While many factors influence human connection, our study showed that leadership is disproportionately consequential in shaping communities. In addition, the research also indicated that a certain type of leadership was critically important – workers felt more connected when their supervisors exhibited and embodied behaviors and attributes associated with moral leadership. 

Angela Ahrendts and Dov Seidman continued this conversation in a co-published article in Fortune, ‘How the Best Leaders Help Companies Build Deeper Connection in a Work-from-Home World.’ 

To learn more about our research, please click here.

Our Community and Virtual Gatherings

One of the most meaningful aspects of our work is fostering and growing our community of common cause. While there are many ways we engage our community and stay in touch, our private gatherings are always a highlight of the year for me.
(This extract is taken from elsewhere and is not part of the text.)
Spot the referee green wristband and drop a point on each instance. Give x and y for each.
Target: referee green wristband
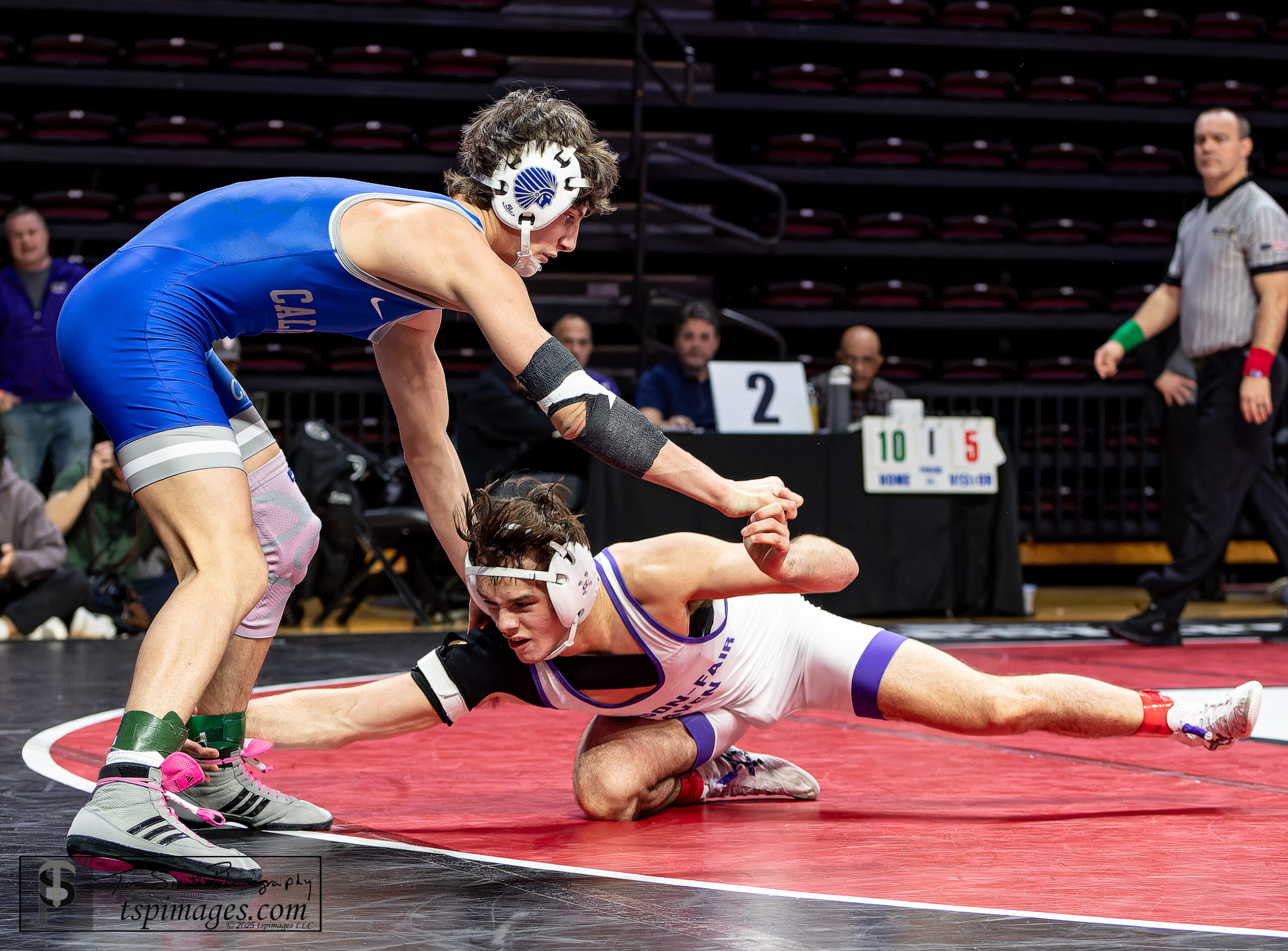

Together with The HOW Institute Board of Directors, we hosted two private, virtual gatherings this year – January 11th, 2021 and October 19th, 2021. We convened leaders from government, sports, media, business, military, non-profit, and education to discuss some of the most difficult and unique challenges of leading right now – and to chart a course forward. 

We are inspired by the community’s genuine expression that we should continue our important conversation. We are planning The HOW Institute for Society’s 2022 gatherings – both in-person and virtual. To learn more about our upcoming Summit on Moral Leadership please click here.

Closing Thoughts

As we look to the new year, we hope you will pause and reflect on the unprecedented journey we have been on together this year. As Ralph Waldo Emerson said, “In the pause I hear the call.” In the pause, we reflect on where we are, reconnect to our values, rethink our assumptions, and reimagine a better path forward. In your pause, I hope you hear the call to join us – to continue your own journey of moral leadership and to contribute toward our shared vision for a better future. 

I look forward to continuing this journey together through 2022 and beyond. On behalf of The HOW Institute for Society Board of Directors and team, we wish you a joyful and healthy holiday season.